Bizarre Footage Captured By NASA’s Solar Dynamics Observatory Shows Moon Moving Backwards Across The Sun


NASA’s Solar Dynamics Observatory (SDO) recently captured a series of images taken on March 6, 2019, which have since been turned into a video. The clip shows the moon, as it appears to cross the face of the sun before doubling backward, almost as if it had changed direction.

As Gizmodo reports, as bizarre as NASA’s images of the moon may appear to be, what they are really showing is an optical illusion that astronomers actually understand quite well.

Because NASA’s SDO is currently in orbit around the Earth, it is actually quite common for this satellite to witness the moon making a lunar transit. However, what was so strange about the most recent transit (which was captured on camera) is that the moon appeared to be traveling normally across the sun’s face before it suddenly — and without warning — swung back and moved in the opposite direction.

But as strange as these images and video may look, astronomers have explained that the moon’s appearance can be attributed to retrograde motion. According to NASA, an optical illusion — like the one witnessed with the moon at the beginning of March — normally occurs when “a celestial object appears to move backwards because of the way that different objects move at different speeds at different points in their orbits.”

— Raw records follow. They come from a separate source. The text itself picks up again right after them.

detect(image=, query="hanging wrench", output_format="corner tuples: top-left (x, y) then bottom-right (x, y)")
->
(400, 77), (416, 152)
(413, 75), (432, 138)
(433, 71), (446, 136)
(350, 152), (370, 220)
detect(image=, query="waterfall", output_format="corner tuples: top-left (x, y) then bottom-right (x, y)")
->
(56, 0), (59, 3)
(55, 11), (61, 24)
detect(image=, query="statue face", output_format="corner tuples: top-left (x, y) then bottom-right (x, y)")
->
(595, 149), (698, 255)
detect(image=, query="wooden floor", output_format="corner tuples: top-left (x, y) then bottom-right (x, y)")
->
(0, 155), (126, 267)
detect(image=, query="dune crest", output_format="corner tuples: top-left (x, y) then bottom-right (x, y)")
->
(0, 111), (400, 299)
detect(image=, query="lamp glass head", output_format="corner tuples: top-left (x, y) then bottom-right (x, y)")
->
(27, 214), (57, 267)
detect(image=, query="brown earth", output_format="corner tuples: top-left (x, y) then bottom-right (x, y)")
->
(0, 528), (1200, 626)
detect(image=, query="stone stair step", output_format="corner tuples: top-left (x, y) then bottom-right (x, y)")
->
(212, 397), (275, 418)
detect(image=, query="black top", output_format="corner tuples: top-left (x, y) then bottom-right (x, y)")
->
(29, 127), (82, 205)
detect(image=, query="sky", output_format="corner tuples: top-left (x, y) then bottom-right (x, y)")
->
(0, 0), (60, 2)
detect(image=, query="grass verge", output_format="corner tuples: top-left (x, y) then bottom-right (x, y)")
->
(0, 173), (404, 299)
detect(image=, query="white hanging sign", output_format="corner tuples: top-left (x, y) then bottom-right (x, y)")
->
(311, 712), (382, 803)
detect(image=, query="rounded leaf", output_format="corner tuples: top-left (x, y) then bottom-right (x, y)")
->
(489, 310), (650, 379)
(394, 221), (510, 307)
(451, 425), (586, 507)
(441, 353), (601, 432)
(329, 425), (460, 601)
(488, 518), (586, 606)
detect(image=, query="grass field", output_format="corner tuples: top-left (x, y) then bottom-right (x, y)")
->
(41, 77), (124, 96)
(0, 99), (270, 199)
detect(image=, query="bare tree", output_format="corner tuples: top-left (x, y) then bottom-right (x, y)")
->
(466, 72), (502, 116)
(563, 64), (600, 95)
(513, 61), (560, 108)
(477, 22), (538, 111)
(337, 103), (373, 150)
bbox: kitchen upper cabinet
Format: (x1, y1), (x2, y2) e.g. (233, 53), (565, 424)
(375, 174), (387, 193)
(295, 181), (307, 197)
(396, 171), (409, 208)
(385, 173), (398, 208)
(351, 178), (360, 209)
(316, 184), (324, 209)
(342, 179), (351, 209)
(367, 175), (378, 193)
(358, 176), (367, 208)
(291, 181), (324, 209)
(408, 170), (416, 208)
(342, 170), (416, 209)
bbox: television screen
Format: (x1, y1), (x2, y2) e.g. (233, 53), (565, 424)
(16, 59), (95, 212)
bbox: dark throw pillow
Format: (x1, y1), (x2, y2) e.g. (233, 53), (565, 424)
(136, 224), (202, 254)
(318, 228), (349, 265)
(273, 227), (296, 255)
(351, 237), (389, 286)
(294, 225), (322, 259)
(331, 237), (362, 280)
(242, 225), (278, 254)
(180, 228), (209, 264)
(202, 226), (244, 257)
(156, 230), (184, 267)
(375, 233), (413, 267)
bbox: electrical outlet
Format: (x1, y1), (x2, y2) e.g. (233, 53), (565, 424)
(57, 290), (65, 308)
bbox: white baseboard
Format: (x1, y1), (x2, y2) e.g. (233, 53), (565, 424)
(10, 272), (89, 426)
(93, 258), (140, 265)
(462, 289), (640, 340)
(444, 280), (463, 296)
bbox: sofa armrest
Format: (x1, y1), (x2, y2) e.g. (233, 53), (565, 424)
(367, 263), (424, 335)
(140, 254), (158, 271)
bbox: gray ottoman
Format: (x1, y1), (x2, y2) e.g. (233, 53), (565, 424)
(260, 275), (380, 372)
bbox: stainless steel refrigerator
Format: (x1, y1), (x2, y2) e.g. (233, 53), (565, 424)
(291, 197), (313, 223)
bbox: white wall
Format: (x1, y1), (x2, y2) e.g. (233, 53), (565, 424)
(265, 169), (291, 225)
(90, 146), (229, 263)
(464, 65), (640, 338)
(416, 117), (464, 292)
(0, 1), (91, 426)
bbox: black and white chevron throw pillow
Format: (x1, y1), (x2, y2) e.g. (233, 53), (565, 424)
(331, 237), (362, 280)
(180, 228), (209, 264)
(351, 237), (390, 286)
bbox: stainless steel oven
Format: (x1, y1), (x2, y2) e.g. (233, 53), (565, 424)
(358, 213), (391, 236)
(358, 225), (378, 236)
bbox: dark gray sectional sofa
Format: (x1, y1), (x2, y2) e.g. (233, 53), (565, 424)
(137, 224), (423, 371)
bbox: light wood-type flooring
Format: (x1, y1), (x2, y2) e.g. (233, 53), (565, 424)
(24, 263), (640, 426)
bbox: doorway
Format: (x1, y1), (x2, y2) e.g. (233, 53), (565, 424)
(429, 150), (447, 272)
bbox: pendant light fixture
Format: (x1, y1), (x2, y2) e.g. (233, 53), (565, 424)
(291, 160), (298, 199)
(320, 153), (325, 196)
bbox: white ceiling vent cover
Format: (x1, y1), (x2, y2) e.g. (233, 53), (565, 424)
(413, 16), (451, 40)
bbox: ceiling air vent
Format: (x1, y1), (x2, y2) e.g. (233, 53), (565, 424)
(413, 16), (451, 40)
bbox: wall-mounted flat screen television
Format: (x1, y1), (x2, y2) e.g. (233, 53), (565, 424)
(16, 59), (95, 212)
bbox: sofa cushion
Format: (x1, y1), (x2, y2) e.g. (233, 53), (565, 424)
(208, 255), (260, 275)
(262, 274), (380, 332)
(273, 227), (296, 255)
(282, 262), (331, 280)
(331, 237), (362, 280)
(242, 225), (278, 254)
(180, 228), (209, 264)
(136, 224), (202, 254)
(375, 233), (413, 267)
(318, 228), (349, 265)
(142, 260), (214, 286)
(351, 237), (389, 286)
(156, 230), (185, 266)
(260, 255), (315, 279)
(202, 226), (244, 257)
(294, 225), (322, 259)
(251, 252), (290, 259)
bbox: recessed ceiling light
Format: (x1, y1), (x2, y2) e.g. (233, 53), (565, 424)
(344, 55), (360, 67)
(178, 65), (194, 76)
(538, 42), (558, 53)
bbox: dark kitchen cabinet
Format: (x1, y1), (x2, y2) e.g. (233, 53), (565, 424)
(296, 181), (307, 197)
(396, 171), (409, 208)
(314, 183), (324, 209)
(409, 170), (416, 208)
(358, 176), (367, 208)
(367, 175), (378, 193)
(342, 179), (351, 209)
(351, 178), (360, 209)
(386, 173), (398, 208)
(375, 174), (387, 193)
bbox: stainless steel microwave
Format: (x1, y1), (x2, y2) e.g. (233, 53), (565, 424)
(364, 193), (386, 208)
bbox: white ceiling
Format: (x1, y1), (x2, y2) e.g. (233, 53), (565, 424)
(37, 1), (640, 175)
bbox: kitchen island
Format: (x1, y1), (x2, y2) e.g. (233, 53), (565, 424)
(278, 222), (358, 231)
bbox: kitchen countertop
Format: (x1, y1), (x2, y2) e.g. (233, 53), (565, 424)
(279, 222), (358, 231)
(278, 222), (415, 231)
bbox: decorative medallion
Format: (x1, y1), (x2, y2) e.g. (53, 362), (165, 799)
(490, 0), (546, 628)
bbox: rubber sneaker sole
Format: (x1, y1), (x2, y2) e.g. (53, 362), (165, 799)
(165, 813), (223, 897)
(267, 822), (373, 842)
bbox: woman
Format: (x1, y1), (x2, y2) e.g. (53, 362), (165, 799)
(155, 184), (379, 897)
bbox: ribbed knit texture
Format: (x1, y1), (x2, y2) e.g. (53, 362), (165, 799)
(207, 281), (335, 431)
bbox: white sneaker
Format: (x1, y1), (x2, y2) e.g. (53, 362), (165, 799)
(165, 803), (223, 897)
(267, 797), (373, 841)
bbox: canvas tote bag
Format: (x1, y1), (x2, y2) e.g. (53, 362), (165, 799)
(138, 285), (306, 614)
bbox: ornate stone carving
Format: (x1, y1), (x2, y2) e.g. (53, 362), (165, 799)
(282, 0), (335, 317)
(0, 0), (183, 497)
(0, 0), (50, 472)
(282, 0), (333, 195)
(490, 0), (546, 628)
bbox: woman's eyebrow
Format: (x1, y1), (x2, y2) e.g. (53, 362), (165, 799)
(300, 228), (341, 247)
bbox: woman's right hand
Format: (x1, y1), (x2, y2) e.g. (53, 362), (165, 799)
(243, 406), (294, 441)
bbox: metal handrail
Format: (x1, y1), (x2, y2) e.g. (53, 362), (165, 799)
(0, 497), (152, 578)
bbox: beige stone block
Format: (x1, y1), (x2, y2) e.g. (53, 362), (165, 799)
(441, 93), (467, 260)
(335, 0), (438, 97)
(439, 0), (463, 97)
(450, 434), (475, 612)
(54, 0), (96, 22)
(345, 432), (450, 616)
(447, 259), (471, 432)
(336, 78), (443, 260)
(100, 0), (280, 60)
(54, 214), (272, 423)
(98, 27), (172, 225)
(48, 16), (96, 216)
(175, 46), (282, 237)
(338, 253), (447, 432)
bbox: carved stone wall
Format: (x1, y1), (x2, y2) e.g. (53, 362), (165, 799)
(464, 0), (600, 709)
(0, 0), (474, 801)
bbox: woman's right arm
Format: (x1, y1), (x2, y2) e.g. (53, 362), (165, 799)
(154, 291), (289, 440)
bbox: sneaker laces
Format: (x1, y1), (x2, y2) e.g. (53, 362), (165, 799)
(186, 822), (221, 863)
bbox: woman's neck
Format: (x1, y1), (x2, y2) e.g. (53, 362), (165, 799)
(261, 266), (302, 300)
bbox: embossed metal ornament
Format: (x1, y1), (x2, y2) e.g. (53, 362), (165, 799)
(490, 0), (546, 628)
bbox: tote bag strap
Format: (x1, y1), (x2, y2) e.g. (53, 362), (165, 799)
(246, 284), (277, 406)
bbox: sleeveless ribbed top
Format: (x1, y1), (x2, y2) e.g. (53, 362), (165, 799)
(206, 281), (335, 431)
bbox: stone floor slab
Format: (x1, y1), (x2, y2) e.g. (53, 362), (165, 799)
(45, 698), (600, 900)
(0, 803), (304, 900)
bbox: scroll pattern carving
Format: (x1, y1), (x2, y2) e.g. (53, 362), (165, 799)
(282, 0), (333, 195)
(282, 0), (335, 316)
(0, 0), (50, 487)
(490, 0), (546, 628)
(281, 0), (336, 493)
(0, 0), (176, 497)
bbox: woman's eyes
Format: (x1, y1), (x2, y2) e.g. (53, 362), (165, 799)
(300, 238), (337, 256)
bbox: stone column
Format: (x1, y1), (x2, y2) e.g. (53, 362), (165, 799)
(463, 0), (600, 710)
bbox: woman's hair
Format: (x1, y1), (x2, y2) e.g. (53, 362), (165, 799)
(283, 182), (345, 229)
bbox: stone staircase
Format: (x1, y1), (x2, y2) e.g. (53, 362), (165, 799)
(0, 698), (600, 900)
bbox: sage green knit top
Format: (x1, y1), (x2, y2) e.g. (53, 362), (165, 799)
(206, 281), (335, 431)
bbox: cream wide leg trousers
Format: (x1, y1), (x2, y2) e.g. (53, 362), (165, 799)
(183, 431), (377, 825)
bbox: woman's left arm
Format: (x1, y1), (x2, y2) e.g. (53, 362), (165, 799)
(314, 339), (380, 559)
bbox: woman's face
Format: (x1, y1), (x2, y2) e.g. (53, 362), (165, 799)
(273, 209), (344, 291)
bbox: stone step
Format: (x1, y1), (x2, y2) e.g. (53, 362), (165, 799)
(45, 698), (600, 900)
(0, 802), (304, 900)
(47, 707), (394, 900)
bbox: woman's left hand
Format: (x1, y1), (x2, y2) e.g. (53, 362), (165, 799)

Astronomer Christopher Crockett also discussed what is actually the very normal phenomenon of retrograde motion, when he described how this action could be tested when passing cars on the road.

When quickly overtaking a slower car, for a brief moment this car may look as if it traveling backwards, rather than moving forward as it actually is. However, once the car has been fully overtaken and passed, it will once again appear to be moving forward behind you. Crockett explained that a similar phenomenon occurs when planets pass by each other.

“The same thing happens as Earth passes the slower-moving outer planets. When we pass Jupiter or Mars or Saturn, for example, these more outward planets in orbit—which move more slowly than Earth in orbit—appear to reverse course in our sky for a couple of months.”

However, with the SDO, astronomers have noted that the moon’s apparent trajectory is related to orbit size rather than speed. Because the SDO is in orbit around the Earth — and much closer to us than it is to the moon — every once in a while, the SDO and the moon align.

Because of this optical illusion, rather than the moon actually moving backwards against the face of the sun, what is really being demonstrated is the SDO doubling back as it orbits the Earth.

So while the NASA’s SDO images — which were captured in March over a period of four hours — may have eerily shown what looks like the moon reversing and doubling back over the face of the sun, this was merely an optical illusion, and a rather common one, it seems.